La denuncia del primo cittadino allarga lo sguardo a un quadro sanitario comprensoriale ormai al collasso, che coinvolge l’intera area tra Modica, Scicli, Ispica e Pozzallo. Stando a quanto emerso, la stessa notte del primo agosto non era disponibile in tutto il territorio nemmeno un’ambulanza medicalizzata. A peggiorare ulteriormente la situazione si aggiunge la criticità del Pronto Soccorso dell’ospedale di Modica, dove a tutt’oggi persistono enormi difficoltà nella stesura dei turni di Guardia Medica per il mese di agosto a causa della cronica mancanza di personale sanitario.

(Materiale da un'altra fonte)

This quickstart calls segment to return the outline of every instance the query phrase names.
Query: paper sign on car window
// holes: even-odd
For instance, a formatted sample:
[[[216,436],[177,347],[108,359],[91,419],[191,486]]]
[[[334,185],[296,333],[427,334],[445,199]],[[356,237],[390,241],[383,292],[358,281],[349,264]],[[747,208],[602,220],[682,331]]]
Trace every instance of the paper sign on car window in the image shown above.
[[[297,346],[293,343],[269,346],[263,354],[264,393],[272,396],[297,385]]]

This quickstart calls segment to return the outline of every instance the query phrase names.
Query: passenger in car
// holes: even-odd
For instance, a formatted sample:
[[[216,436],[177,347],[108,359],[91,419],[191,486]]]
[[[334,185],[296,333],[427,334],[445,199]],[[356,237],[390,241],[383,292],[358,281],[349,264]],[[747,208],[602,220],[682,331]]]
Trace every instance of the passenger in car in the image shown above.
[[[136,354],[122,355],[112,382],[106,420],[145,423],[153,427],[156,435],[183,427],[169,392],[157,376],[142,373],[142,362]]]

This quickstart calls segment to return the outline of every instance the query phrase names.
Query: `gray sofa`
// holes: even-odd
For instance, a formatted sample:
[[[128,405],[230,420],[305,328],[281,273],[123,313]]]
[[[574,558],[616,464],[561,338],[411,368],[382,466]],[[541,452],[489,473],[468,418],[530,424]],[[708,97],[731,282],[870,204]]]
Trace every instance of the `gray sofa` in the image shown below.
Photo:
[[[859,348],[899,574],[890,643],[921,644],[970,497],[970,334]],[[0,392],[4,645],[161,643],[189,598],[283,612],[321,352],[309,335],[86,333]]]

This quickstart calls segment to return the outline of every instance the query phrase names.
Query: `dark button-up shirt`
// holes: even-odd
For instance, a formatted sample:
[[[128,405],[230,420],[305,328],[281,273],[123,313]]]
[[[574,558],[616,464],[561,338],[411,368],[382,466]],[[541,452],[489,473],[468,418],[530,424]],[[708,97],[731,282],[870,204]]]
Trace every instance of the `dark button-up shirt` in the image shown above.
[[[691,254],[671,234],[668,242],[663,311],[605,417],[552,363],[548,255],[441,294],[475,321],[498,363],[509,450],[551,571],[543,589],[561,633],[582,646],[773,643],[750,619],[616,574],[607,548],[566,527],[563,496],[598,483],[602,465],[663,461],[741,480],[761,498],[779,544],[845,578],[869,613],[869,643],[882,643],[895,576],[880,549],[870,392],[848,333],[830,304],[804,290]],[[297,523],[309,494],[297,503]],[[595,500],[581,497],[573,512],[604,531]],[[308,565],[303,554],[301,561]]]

Il sindaco Ammatuna definisce la situazione intollerabile e pretende interventi tempestivi, sottolineando l’urgenza di porre rimedio già nelle prossime ore. L’emergenza, infatti, è tutt’altro che rientrata: al momento non risultano ancora coperti nemmeno i turni della Guardia Medica e del PTE previsti per la notte. Un vuoto assistenziale che mette a repentaglio la sicurezza sanitaria di un intero comprensorio in uno dei periodi più delicati dell’anno.